On compte aujourd’hui 20 000 espèces d’abeilles dans le monde distribuées sur l’ensemble des continents excepté l’Antarticque (www.discoverlife.org/ => taper ‘bees’), et l’on considère qu’il y en a encore 5 000 à 10 000 espèces d’abeilles qui attendent d’être découvertes et décrites, principalement dans les régions tropicales. Plus de 80% des espèces d’abeilles sont solitaires, et les autres illustrent toutes les transitions entre le mode de vie solitaire et le mode de vie social le plus avancé que l’on trouve chez l’abeille domestique et les bourdons (nid Bombus terrestris). Les abeilles, comme tous les insectes avec une métamorphose complète, passent par quatre stades distincts au cours de leur vie : L’œuf d’abord, qui a la forme d’un minuscule boudin blanc et qui éclot en larve, comparable à un asticot blanc. Chez la plupart des espèces, la larve dispose d’une réserve de nourriture constituée de pollen mélangé avec du nectar, ou plus rarement de l’huile, recueilli dans les fleurs, et cette réserve est suffisante pour assurer l’ensemble du développement jusqu’à l’adulte. La dernière phase larvaire est la phase pré-nymphale qui correspond à la période de diapause, c’est-à-dire la période de quiescence hivernale, chez la plupart des espèces. Suit le stade de nymphe, avec la méthamophose finale au stade adulte. Les mâles, haploïdes, sont souvent plus petits que les femelles et, chez les espèces solitaires, ils émergent quelques jours avant les femelles et leur durée de vie est plus courte que celle des femelles qui construisent et approvisonnent seules leur nid pour assurer la descendance.

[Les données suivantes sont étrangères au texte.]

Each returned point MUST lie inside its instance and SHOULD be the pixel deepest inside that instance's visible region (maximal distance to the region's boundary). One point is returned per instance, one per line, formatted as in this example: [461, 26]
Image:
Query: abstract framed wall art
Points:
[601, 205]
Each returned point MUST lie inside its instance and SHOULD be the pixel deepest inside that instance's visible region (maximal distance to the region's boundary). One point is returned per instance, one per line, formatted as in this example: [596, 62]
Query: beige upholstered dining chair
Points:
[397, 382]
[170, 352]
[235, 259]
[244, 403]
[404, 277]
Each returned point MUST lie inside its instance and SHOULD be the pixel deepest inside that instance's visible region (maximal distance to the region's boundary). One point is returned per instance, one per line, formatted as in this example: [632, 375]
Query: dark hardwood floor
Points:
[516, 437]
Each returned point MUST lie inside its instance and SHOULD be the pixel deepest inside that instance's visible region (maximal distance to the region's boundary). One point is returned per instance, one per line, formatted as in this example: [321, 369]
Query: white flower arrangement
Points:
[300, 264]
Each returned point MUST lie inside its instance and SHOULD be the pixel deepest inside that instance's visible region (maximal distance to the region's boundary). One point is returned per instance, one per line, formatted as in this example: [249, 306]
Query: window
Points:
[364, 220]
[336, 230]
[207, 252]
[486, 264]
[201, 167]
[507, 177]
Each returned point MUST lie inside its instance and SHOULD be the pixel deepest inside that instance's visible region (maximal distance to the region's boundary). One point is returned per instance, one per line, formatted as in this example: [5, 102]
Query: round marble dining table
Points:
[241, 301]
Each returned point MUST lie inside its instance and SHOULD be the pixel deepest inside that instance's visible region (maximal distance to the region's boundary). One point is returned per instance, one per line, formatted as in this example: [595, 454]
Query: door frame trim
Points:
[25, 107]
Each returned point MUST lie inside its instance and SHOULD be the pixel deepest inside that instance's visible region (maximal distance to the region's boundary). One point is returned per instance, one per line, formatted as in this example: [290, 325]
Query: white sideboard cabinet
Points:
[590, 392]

Pollinisation et abeilles… un mutualisme irremplaçable
La pollinisation est le transfert du pollen des étamines productrices aux pistils. Ce pollen contient les gamètes mâles, ou leur précurseur, de sorte que la reproduction sexuée des plantes à fleurs est dépendante de ce transfert de pollen jusqu’aux ovules (chez les Gymnospermes comme les conifères) ou jusqu’aux stigmates, la surface réceptrice du pistil, chez les plantes à fleurs (Angiospermes). Autrement dit, à part chez les espèces parthénocarpiques (qui produisent des fruits sans fécondation, et donc sans graine, comme le bananier cultivé ou les agrumes sans pépin) et les rares espèces apomictiques (qui produisent des graines sans fécondation commme certains agrumes et le mangosteen), la pollinisation est un préambule incontournable à la reproduction sexuée et à la production de fruits, qui sont issus des ovaires, et de graines, qui sont issues des ovules.
Le dépôt de pollen sur les organes femelles peut s’effectuer seul : c’est l’auto-pollinisation passive lorsque les anthères libèrent leur pollen au contact du stigmate ou qu’elles touchent la surface stigmatique, par exemple du fait du vent ou de la sénescence de la fleur. Ce mode de pollinisation est exclusif ou dominant chez les fleurs dont la corolle ne s’ouvre normalement pas comme chez le blé ou certaines variétés de soja. Cette auto-pollinisation garantit un transfert de pollen efficace sur le stigmate et donc la reproduction chez les espèces auto-fertiles (ou auto-compatibles), c’est-à-dire celles pour qui la fécondation peut avoir lieu avec leur propre pollen (auto-pollen). Mais ce mode de pollinisation a aussi pour conséquence l’auto-fécondation (autogamie) qui fixe les caractéristiques parentales au bout de quelques générations pour aboutir à une lignée pure. Cette stratégie est un cul-de-sac d’un point de vue évolutif car il n’y a plus d’échanges de matériel génétique possible avec des congénères de sorte que toute recombinaison est impossible.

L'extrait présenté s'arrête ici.